При въезде в город подполковник увидел сидевшего на дороге лейтенанта-в помятом и изорванном мундире. Остановил машину, соскочил на обочину, все глядя на лейтенанта и удивляясь тому, что у офицера белая, будто запорошенная снегом, голова…

— Товарищ лейтенант, вас подвезти? Куда вам?

Лейтенант поднялся, сделал шаг и остановился, глядя на Кравцова, будто припоминая, где же он видел его.

— Я… Сукуренко… Марина я… Узнаете?..

— Марина!.. — страшным криком вырвалось из груди Кравцова. Он подбежал, поднял на руки, посадил в машину…

…Был теплый вечер, теплый, как сама жизнь, и ласковый, как самое трудное счастье. Они шли по набережной. Она рассказывала о своей жизни, о том, как не расстрелял ее немецкий офицер, как потом пряталась в подвалах севастопольских домов и ждала… Кравцов слушал и удивлялся, откуда у нее берутся такие громадные силы, такая любовь, такая вера в правду, в жизнь.

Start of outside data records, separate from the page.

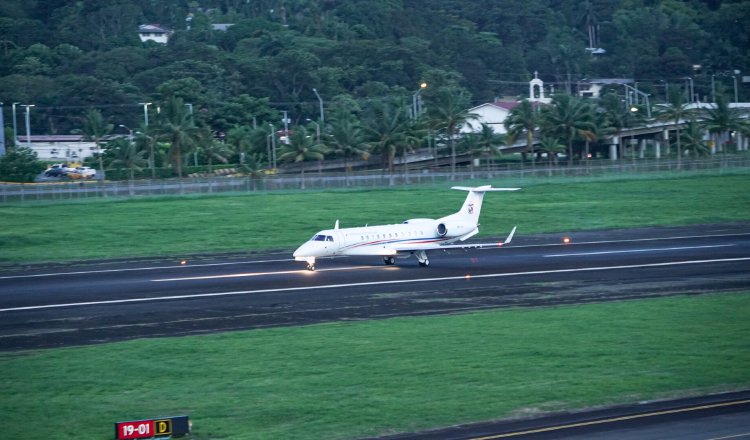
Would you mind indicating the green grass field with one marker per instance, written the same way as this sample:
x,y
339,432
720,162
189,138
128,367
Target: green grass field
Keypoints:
x,y
348,380
203,224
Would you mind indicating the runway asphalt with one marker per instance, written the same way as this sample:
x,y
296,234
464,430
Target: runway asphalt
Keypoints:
x,y
73,304
56,305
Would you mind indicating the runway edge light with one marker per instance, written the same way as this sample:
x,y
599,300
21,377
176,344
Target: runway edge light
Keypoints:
x,y
176,426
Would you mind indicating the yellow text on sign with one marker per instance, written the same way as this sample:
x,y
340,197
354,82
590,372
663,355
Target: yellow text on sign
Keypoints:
x,y
163,427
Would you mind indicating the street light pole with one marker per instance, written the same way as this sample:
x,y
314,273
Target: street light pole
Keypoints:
x,y
317,128
28,129
414,97
145,112
273,146
320,101
2,131
690,90
638,92
15,130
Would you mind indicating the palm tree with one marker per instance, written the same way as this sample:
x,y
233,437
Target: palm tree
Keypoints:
x,y
676,111
570,118
552,147
347,138
213,148
489,142
720,119
145,140
253,167
616,117
177,128
301,148
95,128
447,110
125,154
387,127
523,118
695,143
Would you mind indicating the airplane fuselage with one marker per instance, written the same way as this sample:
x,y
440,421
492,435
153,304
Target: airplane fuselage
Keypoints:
x,y
415,236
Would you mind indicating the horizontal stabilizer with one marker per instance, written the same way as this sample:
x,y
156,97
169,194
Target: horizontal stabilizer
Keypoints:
x,y
483,188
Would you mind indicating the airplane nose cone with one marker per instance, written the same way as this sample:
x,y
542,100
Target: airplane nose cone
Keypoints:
x,y
306,250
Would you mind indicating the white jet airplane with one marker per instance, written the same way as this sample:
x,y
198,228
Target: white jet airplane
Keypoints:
x,y
414,237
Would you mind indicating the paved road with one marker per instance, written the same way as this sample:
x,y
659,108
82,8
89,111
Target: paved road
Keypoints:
x,y
50,306
93,302
714,417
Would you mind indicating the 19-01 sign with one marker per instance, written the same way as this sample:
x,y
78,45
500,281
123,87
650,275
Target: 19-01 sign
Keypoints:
x,y
136,429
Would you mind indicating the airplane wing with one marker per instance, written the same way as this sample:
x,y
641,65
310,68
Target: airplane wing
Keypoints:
x,y
479,245
434,244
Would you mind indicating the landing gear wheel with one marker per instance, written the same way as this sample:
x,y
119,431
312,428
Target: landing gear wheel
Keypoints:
x,y
422,258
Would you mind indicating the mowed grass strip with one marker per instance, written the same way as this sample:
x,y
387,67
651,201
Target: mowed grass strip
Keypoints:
x,y
348,380
215,223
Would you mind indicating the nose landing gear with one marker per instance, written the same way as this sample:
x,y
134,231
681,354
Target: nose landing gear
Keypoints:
x,y
422,258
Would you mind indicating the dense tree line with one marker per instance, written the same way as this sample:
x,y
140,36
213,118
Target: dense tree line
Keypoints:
x,y
364,58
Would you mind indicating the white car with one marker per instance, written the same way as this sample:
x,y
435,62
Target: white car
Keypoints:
x,y
82,173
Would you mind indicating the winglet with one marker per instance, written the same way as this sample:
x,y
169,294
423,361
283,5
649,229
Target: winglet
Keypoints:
x,y
510,237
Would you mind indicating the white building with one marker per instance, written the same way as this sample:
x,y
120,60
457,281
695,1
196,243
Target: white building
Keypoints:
x,y
492,114
62,147
154,32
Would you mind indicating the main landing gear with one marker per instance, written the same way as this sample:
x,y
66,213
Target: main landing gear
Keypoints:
x,y
421,257
311,264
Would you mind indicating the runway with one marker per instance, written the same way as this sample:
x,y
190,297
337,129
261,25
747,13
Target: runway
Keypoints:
x,y
43,306
58,305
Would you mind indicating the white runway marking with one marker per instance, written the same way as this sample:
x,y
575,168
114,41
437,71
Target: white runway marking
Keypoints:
x,y
257,274
373,283
629,251
135,269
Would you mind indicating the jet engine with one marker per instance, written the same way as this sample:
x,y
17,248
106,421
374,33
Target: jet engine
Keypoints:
x,y
451,230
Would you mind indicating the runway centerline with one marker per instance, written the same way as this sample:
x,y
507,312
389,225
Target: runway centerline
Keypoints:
x,y
258,274
363,284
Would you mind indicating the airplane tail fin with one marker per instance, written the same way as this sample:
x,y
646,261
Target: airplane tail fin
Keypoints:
x,y
473,204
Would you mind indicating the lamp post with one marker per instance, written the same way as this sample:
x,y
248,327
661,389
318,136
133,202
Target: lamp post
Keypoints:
x,y
415,106
273,146
145,112
28,129
638,92
130,132
320,101
317,128
2,131
690,90
415,102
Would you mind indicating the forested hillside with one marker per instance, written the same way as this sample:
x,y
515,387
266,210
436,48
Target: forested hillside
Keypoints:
x,y
67,56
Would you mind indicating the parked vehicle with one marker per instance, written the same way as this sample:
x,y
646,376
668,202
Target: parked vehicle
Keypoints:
x,y
54,172
82,173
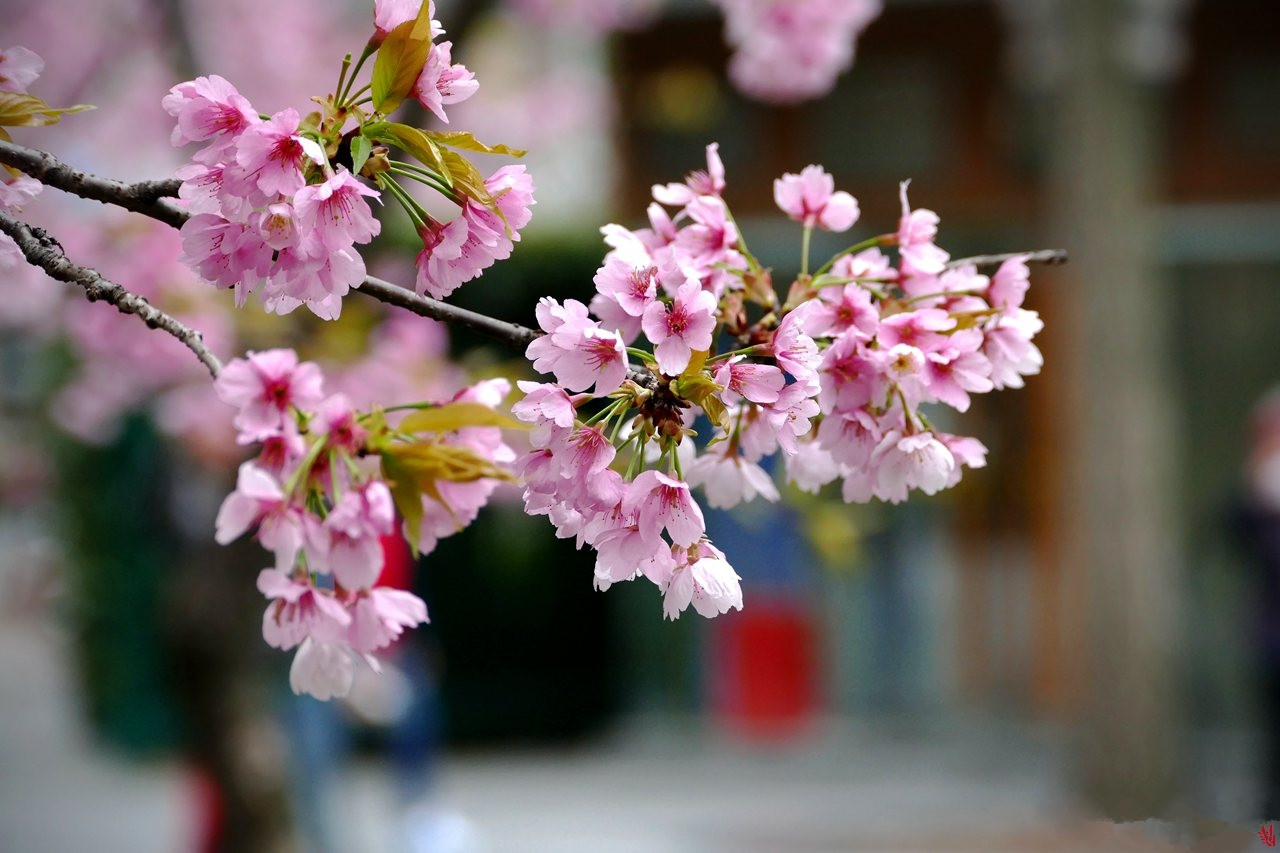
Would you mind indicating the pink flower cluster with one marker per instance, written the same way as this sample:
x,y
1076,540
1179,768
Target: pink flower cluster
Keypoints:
x,y
272,214
457,251
323,512
320,514
833,378
792,50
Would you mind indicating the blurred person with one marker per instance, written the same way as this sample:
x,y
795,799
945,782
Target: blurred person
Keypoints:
x,y
402,706
1258,519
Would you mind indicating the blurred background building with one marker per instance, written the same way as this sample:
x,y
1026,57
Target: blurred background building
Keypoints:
x,y
1078,632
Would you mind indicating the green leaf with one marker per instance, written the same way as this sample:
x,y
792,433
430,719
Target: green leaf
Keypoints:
x,y
444,419
400,60
466,178
407,497
415,142
360,149
464,140
18,109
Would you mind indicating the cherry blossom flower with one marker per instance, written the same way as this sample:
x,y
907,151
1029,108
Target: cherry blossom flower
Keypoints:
x,y
904,463
755,382
704,579
728,479
443,82
698,183
274,154
209,108
915,235
682,328
18,68
260,500
321,670
380,615
810,197
298,610
334,214
264,387
664,503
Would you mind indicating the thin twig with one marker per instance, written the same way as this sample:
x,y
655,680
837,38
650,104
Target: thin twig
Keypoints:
x,y
48,254
512,333
1051,256
147,197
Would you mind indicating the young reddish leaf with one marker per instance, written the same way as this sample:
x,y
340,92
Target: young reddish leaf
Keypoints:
x,y
407,497
466,177
464,140
415,142
18,109
400,60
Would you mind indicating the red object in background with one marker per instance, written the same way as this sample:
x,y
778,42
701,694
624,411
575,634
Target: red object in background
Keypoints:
x,y
767,664
397,562
210,811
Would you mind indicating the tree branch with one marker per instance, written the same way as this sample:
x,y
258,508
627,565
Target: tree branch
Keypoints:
x,y
147,197
512,333
1051,256
44,251
151,199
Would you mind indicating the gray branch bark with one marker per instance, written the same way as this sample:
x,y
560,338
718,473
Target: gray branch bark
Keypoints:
x,y
147,197
41,250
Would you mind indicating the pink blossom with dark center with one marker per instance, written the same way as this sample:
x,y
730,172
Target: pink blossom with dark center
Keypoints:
x,y
663,502
443,82
915,235
334,214
264,387
209,108
682,328
810,197
275,154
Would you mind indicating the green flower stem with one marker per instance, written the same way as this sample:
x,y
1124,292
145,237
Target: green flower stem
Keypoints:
x,y
415,210
426,177
752,350
882,240
640,354
342,74
351,78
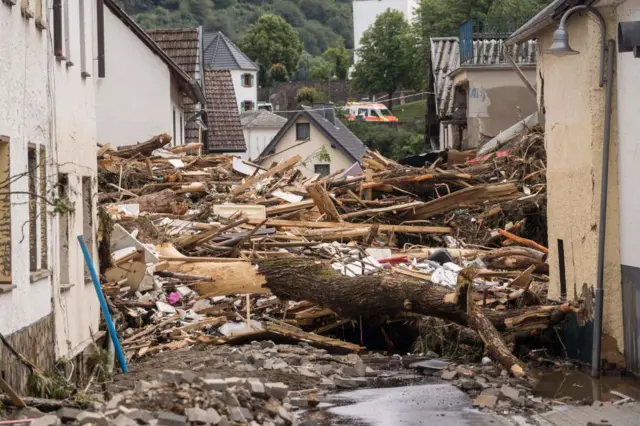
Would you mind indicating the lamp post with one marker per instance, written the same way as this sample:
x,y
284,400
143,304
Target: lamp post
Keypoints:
x,y
560,47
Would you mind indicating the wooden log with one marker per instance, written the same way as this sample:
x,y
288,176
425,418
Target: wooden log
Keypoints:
x,y
144,148
372,296
158,202
523,241
396,208
250,181
323,202
467,197
408,229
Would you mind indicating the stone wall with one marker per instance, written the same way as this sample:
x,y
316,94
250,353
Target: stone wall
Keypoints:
x,y
36,343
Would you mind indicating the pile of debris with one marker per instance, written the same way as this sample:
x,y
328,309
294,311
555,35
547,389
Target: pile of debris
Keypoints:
x,y
213,249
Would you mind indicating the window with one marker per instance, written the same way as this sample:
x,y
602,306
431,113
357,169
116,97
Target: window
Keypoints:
x,y
173,142
322,169
247,80
32,170
303,131
25,7
5,214
87,220
246,106
63,243
44,246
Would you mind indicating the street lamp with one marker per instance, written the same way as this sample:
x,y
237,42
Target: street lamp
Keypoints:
x,y
560,47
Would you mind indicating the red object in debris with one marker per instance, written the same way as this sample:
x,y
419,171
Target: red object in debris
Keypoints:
x,y
485,157
394,260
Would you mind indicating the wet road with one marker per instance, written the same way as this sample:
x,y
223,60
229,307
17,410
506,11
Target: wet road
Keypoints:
x,y
440,404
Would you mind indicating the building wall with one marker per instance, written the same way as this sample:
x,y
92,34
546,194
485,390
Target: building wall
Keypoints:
x,y
308,151
628,69
365,13
256,139
134,99
496,99
245,93
25,117
76,307
574,104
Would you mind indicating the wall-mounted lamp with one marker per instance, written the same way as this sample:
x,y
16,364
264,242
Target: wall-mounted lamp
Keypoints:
x,y
560,47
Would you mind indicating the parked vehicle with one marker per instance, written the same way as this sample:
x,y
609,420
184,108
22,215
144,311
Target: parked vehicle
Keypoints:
x,y
369,111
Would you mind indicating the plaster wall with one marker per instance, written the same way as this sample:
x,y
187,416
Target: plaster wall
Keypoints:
x,y
568,91
256,139
497,99
245,93
25,117
76,307
134,100
307,151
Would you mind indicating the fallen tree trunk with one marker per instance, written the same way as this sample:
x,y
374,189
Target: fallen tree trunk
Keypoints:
x,y
351,297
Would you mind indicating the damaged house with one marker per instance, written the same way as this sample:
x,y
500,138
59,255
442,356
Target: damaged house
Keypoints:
x,y
478,93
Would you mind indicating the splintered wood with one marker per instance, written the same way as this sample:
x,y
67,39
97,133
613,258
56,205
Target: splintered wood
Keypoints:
x,y
229,251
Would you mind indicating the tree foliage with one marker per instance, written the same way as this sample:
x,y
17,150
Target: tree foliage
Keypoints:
x,y
271,40
387,56
320,23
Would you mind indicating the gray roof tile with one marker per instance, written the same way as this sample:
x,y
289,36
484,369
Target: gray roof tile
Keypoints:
x,y
221,54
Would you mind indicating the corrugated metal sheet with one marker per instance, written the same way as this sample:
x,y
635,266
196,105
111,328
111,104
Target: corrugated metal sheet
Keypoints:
x,y
445,58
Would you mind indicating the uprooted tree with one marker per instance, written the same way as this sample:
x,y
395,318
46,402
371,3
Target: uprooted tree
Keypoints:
x,y
350,297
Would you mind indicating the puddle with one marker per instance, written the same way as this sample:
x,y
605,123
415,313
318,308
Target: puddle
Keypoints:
x,y
580,386
441,404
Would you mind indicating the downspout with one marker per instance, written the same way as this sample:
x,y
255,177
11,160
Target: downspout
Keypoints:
x,y
515,66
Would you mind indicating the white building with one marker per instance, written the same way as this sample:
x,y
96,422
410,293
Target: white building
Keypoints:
x,y
48,309
365,13
142,93
220,53
259,128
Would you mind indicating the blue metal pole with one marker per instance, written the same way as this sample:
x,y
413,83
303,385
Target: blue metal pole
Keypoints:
x,y
103,305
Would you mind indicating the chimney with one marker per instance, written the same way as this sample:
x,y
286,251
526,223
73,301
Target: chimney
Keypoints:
x,y
328,111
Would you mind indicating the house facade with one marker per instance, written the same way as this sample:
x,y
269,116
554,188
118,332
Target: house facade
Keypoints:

Они остановились. Над городом развевались красные знамена, освещенные прожекторами. Она улыбнулась:

— Фашист спрашивал у меня: «Что есть ваша Советская власть?» Не знаю, почему вдруг ему захотелось задать такой вопрос. Я сказала: «Посмотри на меня лучше. Видишь? Я и есть Советская власть…»

Кравцов взял ее под руку. Они пошли вдоль берега.